Bagan Dalam is a suburb within the town of Butterworth, Penang, Malaysia. The place is named after Kampung Bagan Dalam which is a village situated within the core of the same area. Bagan Dalam means "inner jetty" in the Malay language. It is located near the Butterworth Wharves, also known as Dermaga Dalam in the Malay language.
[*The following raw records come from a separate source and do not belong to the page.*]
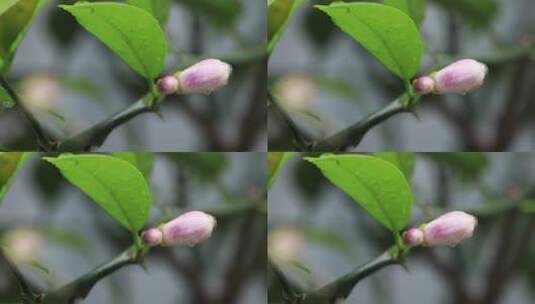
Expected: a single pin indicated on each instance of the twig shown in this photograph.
(353, 135)
(342, 287)
(43, 139)
(97, 134)
(80, 288)
(301, 139)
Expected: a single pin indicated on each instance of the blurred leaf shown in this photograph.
(338, 87)
(143, 161)
(68, 240)
(14, 24)
(387, 33)
(10, 164)
(130, 32)
(327, 239)
(478, 13)
(468, 166)
(158, 8)
(5, 100)
(82, 86)
(220, 12)
(414, 8)
(276, 161)
(47, 180)
(528, 206)
(206, 165)
(376, 185)
(318, 26)
(114, 184)
(279, 14)
(404, 161)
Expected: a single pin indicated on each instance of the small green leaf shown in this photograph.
(387, 33)
(279, 14)
(114, 184)
(158, 8)
(14, 23)
(6, 4)
(276, 161)
(132, 33)
(143, 161)
(404, 161)
(10, 164)
(414, 8)
(376, 185)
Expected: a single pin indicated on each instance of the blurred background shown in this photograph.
(71, 81)
(55, 233)
(317, 233)
(327, 81)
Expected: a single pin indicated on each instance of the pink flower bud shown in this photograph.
(460, 77)
(188, 229)
(449, 229)
(204, 77)
(167, 85)
(413, 237)
(152, 237)
(424, 85)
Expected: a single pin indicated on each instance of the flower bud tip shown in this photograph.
(204, 77)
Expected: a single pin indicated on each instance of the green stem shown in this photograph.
(97, 134)
(28, 295)
(354, 134)
(43, 139)
(80, 288)
(342, 287)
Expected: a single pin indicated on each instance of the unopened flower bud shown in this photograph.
(449, 229)
(152, 237)
(413, 237)
(204, 77)
(424, 85)
(188, 229)
(460, 77)
(167, 85)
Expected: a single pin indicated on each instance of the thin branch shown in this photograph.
(354, 134)
(301, 139)
(43, 139)
(80, 288)
(96, 135)
(342, 287)
(28, 294)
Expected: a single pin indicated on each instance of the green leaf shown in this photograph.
(376, 185)
(114, 184)
(14, 23)
(10, 164)
(6, 4)
(387, 33)
(132, 33)
(158, 8)
(414, 8)
(404, 161)
(276, 161)
(279, 14)
(143, 161)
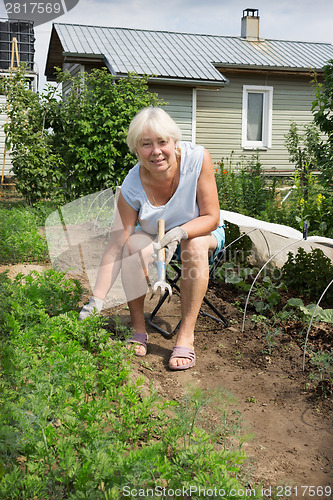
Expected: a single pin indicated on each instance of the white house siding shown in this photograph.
(3, 119)
(74, 70)
(179, 106)
(219, 117)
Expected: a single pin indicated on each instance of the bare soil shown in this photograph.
(291, 427)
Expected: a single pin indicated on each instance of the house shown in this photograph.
(16, 46)
(227, 93)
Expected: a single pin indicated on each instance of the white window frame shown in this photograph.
(266, 141)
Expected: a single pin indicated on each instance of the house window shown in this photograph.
(257, 117)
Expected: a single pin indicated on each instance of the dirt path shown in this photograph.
(292, 432)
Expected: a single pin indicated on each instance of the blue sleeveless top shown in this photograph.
(182, 207)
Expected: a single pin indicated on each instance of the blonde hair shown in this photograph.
(155, 119)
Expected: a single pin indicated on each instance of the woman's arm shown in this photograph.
(124, 225)
(208, 201)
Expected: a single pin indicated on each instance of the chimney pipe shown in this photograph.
(250, 24)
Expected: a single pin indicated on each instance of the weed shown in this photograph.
(73, 422)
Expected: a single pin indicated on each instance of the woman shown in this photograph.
(174, 181)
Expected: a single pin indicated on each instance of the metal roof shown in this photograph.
(181, 56)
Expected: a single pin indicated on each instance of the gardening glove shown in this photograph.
(94, 306)
(170, 242)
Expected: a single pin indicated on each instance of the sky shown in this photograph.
(296, 20)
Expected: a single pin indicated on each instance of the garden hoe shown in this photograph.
(161, 265)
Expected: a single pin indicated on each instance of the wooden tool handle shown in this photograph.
(161, 233)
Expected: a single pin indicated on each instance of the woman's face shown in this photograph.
(156, 154)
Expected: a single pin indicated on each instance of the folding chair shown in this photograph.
(176, 266)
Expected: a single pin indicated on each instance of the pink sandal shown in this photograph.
(182, 352)
(139, 339)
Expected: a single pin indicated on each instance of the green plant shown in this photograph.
(321, 314)
(20, 236)
(322, 112)
(266, 295)
(302, 146)
(62, 149)
(309, 273)
(74, 423)
(35, 164)
(90, 127)
(244, 187)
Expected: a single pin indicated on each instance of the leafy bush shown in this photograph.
(309, 274)
(244, 188)
(74, 423)
(35, 164)
(66, 148)
(20, 236)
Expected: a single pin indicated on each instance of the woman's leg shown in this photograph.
(193, 285)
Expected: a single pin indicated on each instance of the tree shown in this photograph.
(36, 166)
(90, 127)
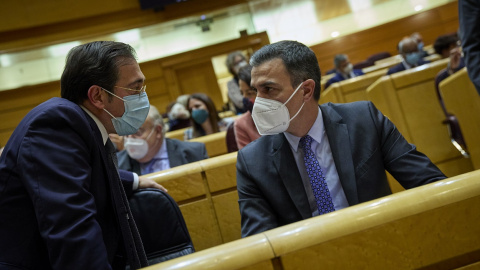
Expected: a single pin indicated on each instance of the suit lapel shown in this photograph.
(286, 166)
(339, 140)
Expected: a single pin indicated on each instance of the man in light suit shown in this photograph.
(412, 56)
(149, 151)
(62, 205)
(343, 70)
(354, 144)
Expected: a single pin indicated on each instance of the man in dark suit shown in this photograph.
(353, 144)
(62, 204)
(343, 70)
(469, 18)
(411, 55)
(149, 151)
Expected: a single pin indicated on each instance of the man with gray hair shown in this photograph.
(343, 70)
(148, 150)
(412, 57)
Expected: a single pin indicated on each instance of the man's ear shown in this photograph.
(96, 96)
(308, 89)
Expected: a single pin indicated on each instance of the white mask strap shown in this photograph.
(299, 110)
(294, 92)
(112, 94)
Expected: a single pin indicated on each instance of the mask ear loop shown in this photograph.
(299, 110)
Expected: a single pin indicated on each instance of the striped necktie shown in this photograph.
(317, 179)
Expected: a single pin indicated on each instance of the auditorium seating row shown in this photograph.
(409, 99)
(429, 227)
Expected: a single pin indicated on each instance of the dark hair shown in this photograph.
(94, 63)
(212, 114)
(230, 62)
(300, 61)
(245, 74)
(444, 42)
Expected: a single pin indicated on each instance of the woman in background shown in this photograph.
(204, 117)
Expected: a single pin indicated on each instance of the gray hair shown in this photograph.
(338, 59)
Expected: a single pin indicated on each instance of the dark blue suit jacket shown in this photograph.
(179, 153)
(339, 77)
(56, 211)
(364, 144)
(400, 67)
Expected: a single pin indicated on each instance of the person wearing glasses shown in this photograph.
(64, 203)
(148, 150)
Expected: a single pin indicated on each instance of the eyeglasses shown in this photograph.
(141, 90)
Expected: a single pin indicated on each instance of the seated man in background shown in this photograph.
(313, 159)
(149, 151)
(419, 39)
(412, 57)
(343, 70)
(245, 129)
(444, 44)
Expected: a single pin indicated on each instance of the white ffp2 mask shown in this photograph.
(271, 117)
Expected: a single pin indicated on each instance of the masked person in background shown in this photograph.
(148, 151)
(343, 70)
(313, 159)
(234, 62)
(245, 129)
(412, 57)
(204, 117)
(64, 203)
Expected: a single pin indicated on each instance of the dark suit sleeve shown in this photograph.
(469, 17)
(256, 214)
(56, 172)
(408, 166)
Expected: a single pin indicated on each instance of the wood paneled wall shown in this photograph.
(31, 23)
(167, 78)
(360, 45)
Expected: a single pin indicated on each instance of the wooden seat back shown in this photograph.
(409, 99)
(462, 100)
(207, 196)
(429, 227)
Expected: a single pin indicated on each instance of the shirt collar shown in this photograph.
(316, 132)
(100, 126)
(162, 153)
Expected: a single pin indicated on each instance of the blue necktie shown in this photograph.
(317, 179)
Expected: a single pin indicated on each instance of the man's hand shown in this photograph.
(145, 182)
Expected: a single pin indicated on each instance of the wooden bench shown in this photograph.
(352, 89)
(409, 99)
(462, 100)
(206, 192)
(430, 227)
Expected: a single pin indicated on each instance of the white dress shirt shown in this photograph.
(104, 133)
(321, 148)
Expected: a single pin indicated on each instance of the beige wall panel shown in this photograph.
(223, 177)
(185, 187)
(228, 215)
(202, 225)
(424, 116)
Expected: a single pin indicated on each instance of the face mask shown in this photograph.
(413, 58)
(200, 116)
(248, 104)
(136, 111)
(420, 46)
(348, 69)
(271, 116)
(137, 148)
(238, 66)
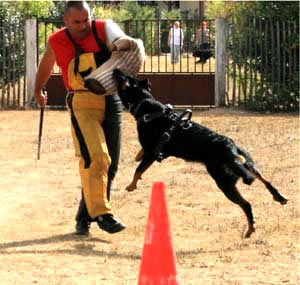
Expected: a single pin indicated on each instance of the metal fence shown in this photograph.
(263, 64)
(12, 66)
(154, 34)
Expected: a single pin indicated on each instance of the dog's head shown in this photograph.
(131, 90)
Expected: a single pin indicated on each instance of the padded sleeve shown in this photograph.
(113, 31)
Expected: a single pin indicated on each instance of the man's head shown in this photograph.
(77, 18)
(204, 25)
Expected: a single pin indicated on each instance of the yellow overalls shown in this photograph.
(87, 112)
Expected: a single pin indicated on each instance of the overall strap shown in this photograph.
(78, 51)
(104, 50)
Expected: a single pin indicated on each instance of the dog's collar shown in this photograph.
(134, 112)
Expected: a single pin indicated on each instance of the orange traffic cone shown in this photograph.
(158, 258)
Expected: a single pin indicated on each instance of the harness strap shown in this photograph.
(166, 136)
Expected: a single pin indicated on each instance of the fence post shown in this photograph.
(31, 59)
(220, 55)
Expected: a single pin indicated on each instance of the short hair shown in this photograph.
(80, 5)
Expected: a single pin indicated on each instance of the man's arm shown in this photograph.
(43, 74)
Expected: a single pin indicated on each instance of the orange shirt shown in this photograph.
(64, 49)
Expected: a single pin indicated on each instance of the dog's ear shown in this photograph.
(146, 84)
(124, 85)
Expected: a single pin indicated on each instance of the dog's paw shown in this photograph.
(139, 155)
(131, 187)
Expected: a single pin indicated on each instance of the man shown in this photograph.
(202, 42)
(175, 42)
(87, 110)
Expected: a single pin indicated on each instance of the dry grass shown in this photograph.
(39, 202)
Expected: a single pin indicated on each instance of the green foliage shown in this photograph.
(255, 49)
(11, 10)
(12, 46)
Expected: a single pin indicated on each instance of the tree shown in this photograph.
(257, 22)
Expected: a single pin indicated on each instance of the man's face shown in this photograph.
(78, 22)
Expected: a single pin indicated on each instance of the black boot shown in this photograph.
(83, 219)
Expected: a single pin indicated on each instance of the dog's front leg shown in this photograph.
(146, 162)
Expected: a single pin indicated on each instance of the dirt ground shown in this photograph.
(39, 202)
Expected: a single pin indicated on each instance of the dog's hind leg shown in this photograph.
(250, 165)
(227, 183)
(277, 196)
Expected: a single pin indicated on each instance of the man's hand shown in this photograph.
(41, 98)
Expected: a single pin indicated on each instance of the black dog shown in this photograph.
(163, 133)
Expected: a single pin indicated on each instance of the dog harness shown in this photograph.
(178, 121)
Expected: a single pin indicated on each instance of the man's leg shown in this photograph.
(112, 130)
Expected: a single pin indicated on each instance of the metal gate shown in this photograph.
(186, 83)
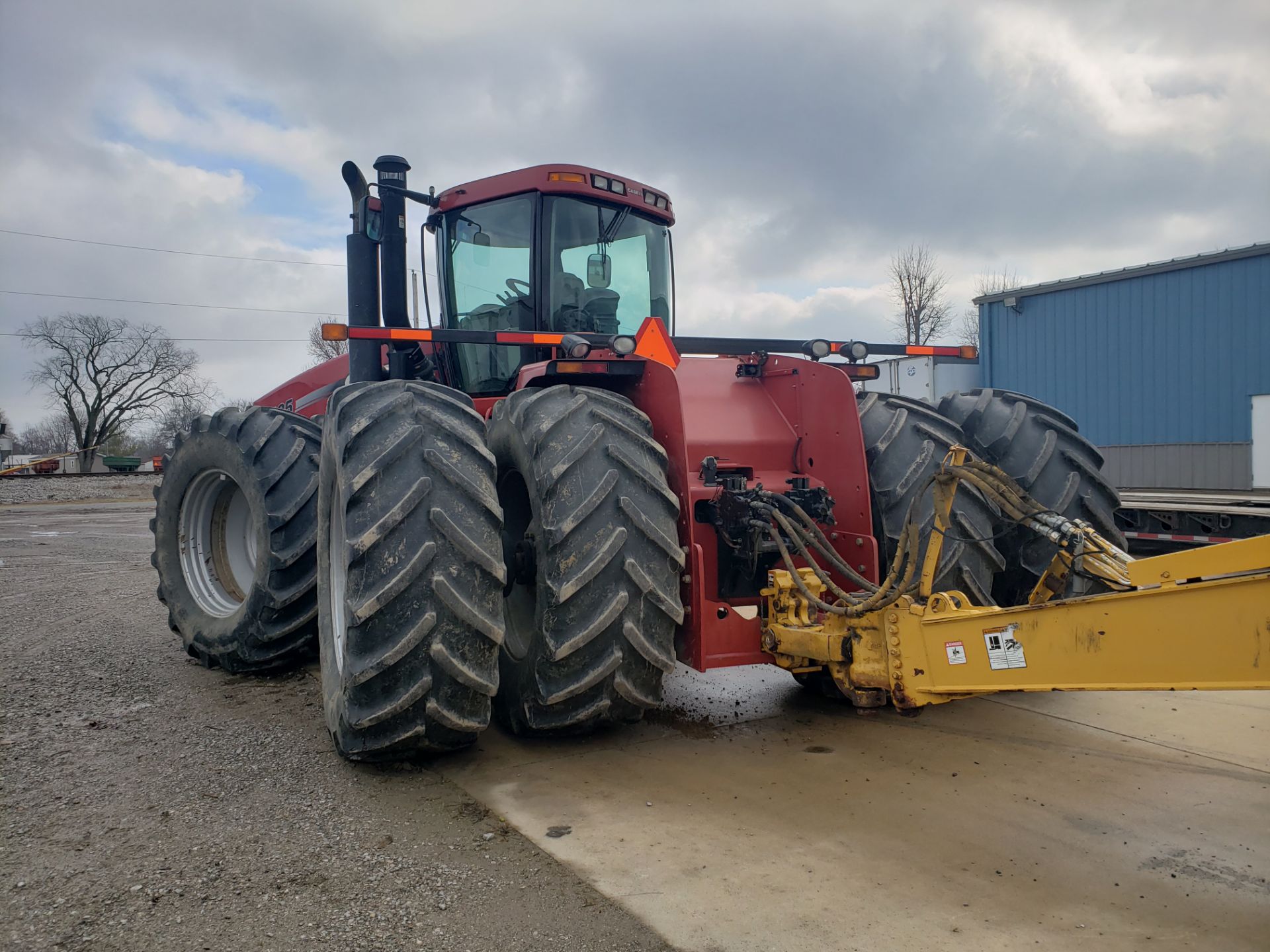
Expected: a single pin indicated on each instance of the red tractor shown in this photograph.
(536, 507)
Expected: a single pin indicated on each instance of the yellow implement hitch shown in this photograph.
(1187, 621)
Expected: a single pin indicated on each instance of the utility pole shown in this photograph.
(414, 284)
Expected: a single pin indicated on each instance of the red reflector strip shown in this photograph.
(861, 371)
(388, 334)
(581, 366)
(515, 337)
(1175, 537)
(501, 337)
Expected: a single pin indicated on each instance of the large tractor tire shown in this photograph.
(235, 528)
(1044, 452)
(592, 598)
(409, 571)
(905, 442)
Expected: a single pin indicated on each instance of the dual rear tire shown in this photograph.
(235, 531)
(531, 571)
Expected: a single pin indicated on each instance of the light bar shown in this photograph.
(624, 344)
(462, 337)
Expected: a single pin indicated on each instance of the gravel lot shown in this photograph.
(36, 489)
(153, 804)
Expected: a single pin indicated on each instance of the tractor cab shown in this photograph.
(548, 249)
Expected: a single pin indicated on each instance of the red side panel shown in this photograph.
(800, 419)
(306, 393)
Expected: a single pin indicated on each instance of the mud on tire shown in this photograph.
(593, 560)
(235, 530)
(411, 571)
(905, 442)
(1043, 450)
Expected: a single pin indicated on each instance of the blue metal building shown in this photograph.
(1165, 366)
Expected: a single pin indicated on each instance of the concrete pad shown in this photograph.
(1124, 820)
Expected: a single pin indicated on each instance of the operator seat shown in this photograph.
(601, 309)
(567, 294)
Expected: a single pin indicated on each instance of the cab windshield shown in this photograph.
(605, 270)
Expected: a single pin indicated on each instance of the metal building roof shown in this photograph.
(1173, 264)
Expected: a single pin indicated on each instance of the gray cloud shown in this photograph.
(802, 145)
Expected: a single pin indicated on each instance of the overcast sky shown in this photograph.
(802, 143)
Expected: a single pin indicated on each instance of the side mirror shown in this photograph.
(600, 270)
(480, 249)
(370, 218)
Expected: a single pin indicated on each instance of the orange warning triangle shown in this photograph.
(654, 343)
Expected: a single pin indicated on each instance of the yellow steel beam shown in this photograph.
(1209, 635)
(1201, 635)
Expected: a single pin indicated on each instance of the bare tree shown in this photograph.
(987, 282)
(919, 290)
(323, 350)
(175, 418)
(108, 374)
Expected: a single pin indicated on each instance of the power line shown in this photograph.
(173, 252)
(175, 303)
(211, 340)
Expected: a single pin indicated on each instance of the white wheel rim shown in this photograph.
(338, 560)
(218, 542)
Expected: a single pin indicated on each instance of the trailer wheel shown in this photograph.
(1044, 452)
(235, 527)
(409, 571)
(905, 442)
(593, 560)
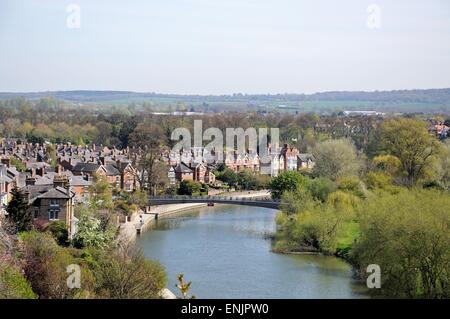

Bagan Dalam is connected to Perai, a major industrial area in the Seberang Perai region over the Perai River by the Prai River Bridge and the older Tunku Abdul Rahman Bridge.

Transportation 

Bagan Dalam has major transportation hubs in Butterworth, Penang (Seberang Perai at a larger extent) such as the Penang Sentral which is integrated with Butterworth railway station and the Sultan Abdul Halim Ferry Terminal.

Demographics 
According to the voter statistics released by the Election Commission of Malaysia (EC), of the total 18,613 voters, 51% are Chinese, followed by 25% Malay and 24% Indian.

Religion 
Among the key religious places of worship located here include 

Masjid Jamek Bagan Dalam is the only Mosque in the Bagan Dalam.  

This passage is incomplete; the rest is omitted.